Tension persisted on European bond markets today after euro zone ministers said they would take no new measures to tackle the risk of contagion spreading from Greece and Ireland, which have received EU/IMF bailouts, to Portugal and perhaps Spain and Italy.

The yield on 10-year Portuguese bonds was steady at about 6 per cent today, while both Italian and Spanish 10-year bonds increased marginally to about 4.5 and 5.2 per cent respectively.

Some central bankers and market participants say it would have been better to have put Portugal protectively under the EU-IMF financial umbrella last week at the same time as Ireland rather than dealing with one country after another.

EU finance ministers today agreed to conduct a new round of more rigorous bank stress tests in February after doubts about last July's first pan-European examination of their ability to withstand financial shocks sapped market confidence.

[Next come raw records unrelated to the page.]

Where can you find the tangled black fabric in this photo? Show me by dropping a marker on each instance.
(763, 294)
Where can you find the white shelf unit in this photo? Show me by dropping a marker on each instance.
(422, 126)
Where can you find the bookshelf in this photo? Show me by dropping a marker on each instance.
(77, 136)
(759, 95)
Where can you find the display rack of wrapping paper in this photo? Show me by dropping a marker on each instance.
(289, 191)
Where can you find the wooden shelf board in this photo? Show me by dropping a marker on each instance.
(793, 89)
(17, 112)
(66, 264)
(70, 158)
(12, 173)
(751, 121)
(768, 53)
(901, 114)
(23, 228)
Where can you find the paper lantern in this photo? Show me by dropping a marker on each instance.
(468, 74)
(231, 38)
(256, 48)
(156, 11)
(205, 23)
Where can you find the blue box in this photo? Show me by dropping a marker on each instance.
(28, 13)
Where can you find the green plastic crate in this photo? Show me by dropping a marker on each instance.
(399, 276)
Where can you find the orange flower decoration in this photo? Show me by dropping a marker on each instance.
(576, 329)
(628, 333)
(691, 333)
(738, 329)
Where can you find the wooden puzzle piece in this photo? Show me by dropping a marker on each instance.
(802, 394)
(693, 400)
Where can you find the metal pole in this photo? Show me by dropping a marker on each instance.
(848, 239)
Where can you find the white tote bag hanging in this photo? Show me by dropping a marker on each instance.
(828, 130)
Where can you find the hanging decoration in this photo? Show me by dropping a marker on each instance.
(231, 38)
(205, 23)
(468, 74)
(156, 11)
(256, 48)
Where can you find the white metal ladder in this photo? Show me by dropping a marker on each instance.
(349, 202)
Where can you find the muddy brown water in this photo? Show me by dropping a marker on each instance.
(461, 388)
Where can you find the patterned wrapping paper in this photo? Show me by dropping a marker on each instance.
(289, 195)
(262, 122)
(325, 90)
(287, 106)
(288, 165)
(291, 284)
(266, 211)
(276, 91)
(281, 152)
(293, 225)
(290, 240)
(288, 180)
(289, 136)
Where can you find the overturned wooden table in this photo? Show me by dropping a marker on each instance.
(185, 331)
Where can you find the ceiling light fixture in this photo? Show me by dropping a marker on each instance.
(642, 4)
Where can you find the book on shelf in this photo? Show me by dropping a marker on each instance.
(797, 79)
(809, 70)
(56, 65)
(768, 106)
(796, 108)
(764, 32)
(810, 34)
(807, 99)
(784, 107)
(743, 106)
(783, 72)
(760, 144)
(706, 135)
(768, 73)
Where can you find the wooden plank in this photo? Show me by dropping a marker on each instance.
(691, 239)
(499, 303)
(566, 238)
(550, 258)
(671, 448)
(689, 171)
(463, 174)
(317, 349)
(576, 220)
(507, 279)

EU monetary affairs commissioner Olli Rehn said the new survey would be based on new financial architecture after just seven out of 91 European banks failed the previous health check.

"We need to opt for fullest possible transparency when conducting the bank stress test," he told a news conference.

Germany took the lead in arguing the existing safety net was sufficient, and ministers said they had not even broached a proposal for issuing joint bonds, opposed by Berlin.

The premium investors demand to hold the bonds of Portugal and Spain rose in response to the ministers' inaction. Traders said the ECB, which engineered a fall in both countries' borrowing costs last week by stepping up its purchases of government debt, was staying on the sidelines.

An ECB source, speaking on condition of anonymity, said the central bank did not want to take on all the risk of supporting euro zone debtors by massive bond-buying, and wanted governments to take additional measures such as increasing the rescue fund.

Luxembourg finance minister Luc Frieden summed up the ministers' approach. "We have all the tools to make sure that despite the temporary turbulence, financial markets should understand that there is no major risk for the stability of the euro zone," he said.

The European Financial Stability Facility (EFSF) has the capacity to issue bonds worth up to €440 billion to help out troubled euro zone member states, as part of an overall EU-IMF rescue fund of €750 billion.

Belgian finance minister Didier Reynders, who had proposed doubling the rescue fund, said he expected more discussion in the coming weeks about the size of the mechanism.

All 27 European Union finance ministers formally endorsed the €85 billion EU-IMF assistance package for Ireland, clearing the way for the first loans to flow to Dublin once the budget passes through the Dail.